Ipuky’s eyes seemed sightless. ‘My children are young. All are under seven years old. My Chief Wife saw nothing, knows nothing. Iritnefert was not her daughter. If you want to find out about her character, you must ask her mother, and she is in the Delta.’

Huy glanced at the wall painting. ‘She was in the City of the Horizon with you?’

‘Of course,’ a hint of impatience in the voice now. ‘And when the city fell and she decided that my fate was no longer one she chose to share, she returned to Buto. Do not draw any conclusions from the painting. I had it done to remind me of a mistake from which I have learnt much, and of an ending which I have no cause to regret.’

‘What was Iritnefert’s mother like?’ asked Huy.

Ipuky turned his gaze slowly to Taheb. ‘A fire that could burn in water, would you not say?’

Taheb lowered her eyes.

‘And only Paheri could control it,’ Huy spoke into the silence.

Ipuky was caught too off guard to conceal his reaction. He glared at Taheb.

‘Did you tell him?’

‘It doesn’t matter,’ said Huy. ‘I was in the City of the Horizon. Taheb was not. What happened to your sons?’

‘Clearly you know.’

‘I know that Paheri stayed with your first wife, and that your second son was lost when the northern empire collapsed.’

Ipuky looked grim. ‘That is true, and that is all there is to say. They are both dead now.’
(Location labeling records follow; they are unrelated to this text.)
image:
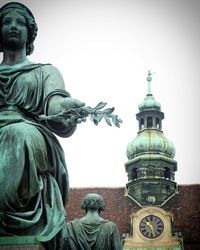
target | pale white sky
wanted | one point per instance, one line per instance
(104, 49)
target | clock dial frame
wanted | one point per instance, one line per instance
(151, 226)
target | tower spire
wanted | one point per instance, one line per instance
(149, 79)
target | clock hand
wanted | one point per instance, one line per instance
(151, 227)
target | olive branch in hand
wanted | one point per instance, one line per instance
(76, 115)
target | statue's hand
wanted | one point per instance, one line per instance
(72, 112)
(70, 103)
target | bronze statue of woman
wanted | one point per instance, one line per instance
(33, 173)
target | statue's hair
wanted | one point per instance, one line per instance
(30, 23)
(93, 201)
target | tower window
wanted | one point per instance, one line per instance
(150, 171)
(167, 173)
(149, 122)
(158, 123)
(134, 174)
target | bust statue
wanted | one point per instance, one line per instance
(92, 231)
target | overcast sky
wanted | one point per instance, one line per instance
(104, 49)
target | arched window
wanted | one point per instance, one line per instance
(167, 173)
(150, 171)
(141, 123)
(134, 174)
(158, 125)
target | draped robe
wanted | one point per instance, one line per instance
(33, 173)
(99, 235)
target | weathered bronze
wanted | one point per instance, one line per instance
(92, 231)
(33, 106)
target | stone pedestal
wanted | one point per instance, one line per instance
(20, 243)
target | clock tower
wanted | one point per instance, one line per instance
(150, 167)
(151, 180)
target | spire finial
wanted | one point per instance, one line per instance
(149, 79)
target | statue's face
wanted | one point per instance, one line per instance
(14, 31)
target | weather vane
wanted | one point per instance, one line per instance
(149, 79)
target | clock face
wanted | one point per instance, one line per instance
(151, 226)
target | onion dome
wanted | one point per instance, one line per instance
(150, 141)
(150, 138)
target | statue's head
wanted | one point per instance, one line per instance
(30, 23)
(93, 202)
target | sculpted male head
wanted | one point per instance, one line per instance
(93, 202)
(30, 23)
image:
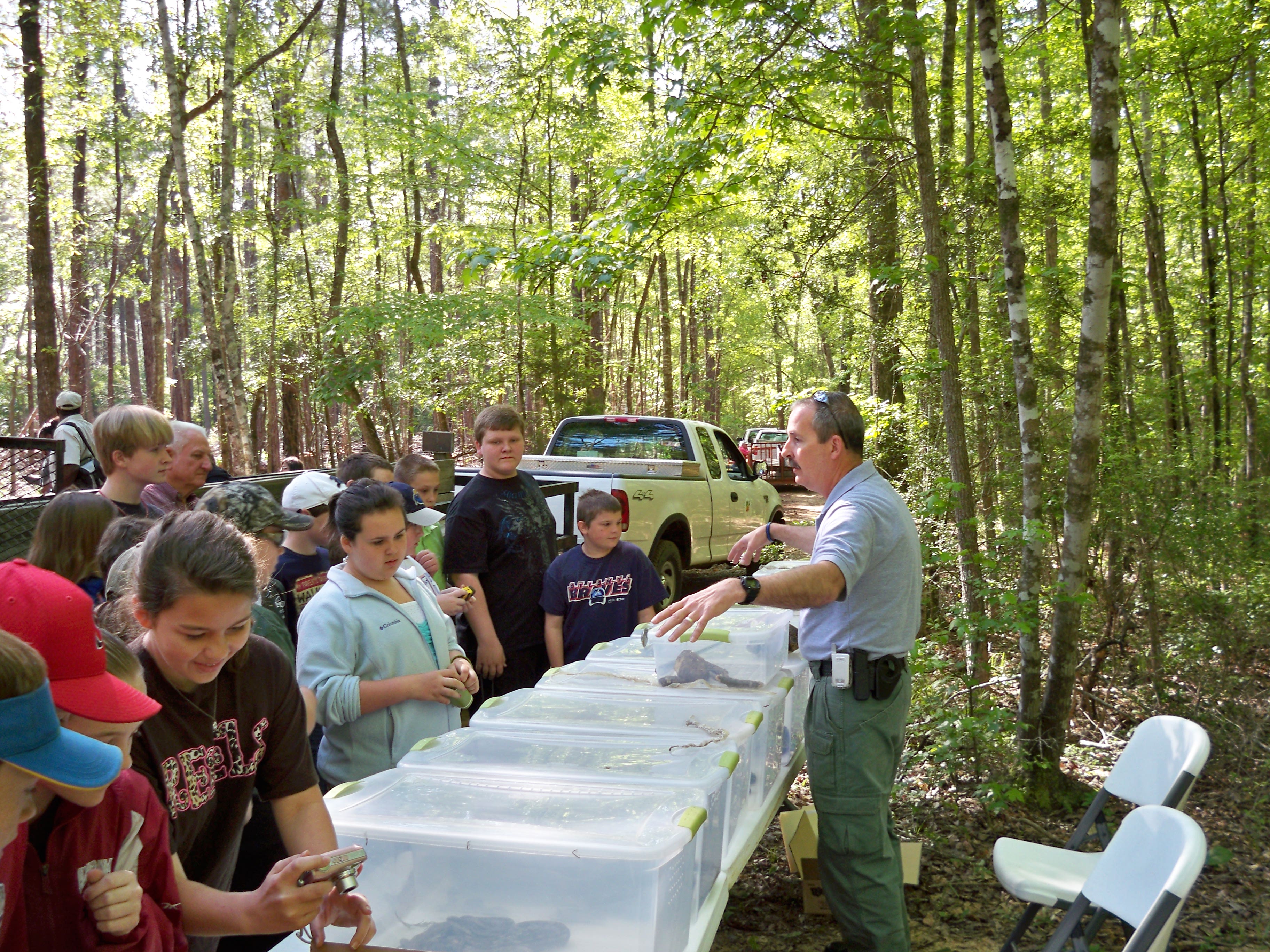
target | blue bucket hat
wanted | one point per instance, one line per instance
(33, 740)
‘Are you sure? They were loyal servants of the old king, but they were also your children.’

Ipuky looked at him with hatred. ‘They are dead to me. I do not even acknowledge them as my own.’

‘What is in his heart?’ Huy asked as they left. They had seen little of the house apart from a gloomy garden and a long corridor which led from the entrance hall to the room in which they had been received. All the doors off it had been closed, and the only light came from the open archways at its beginning and end.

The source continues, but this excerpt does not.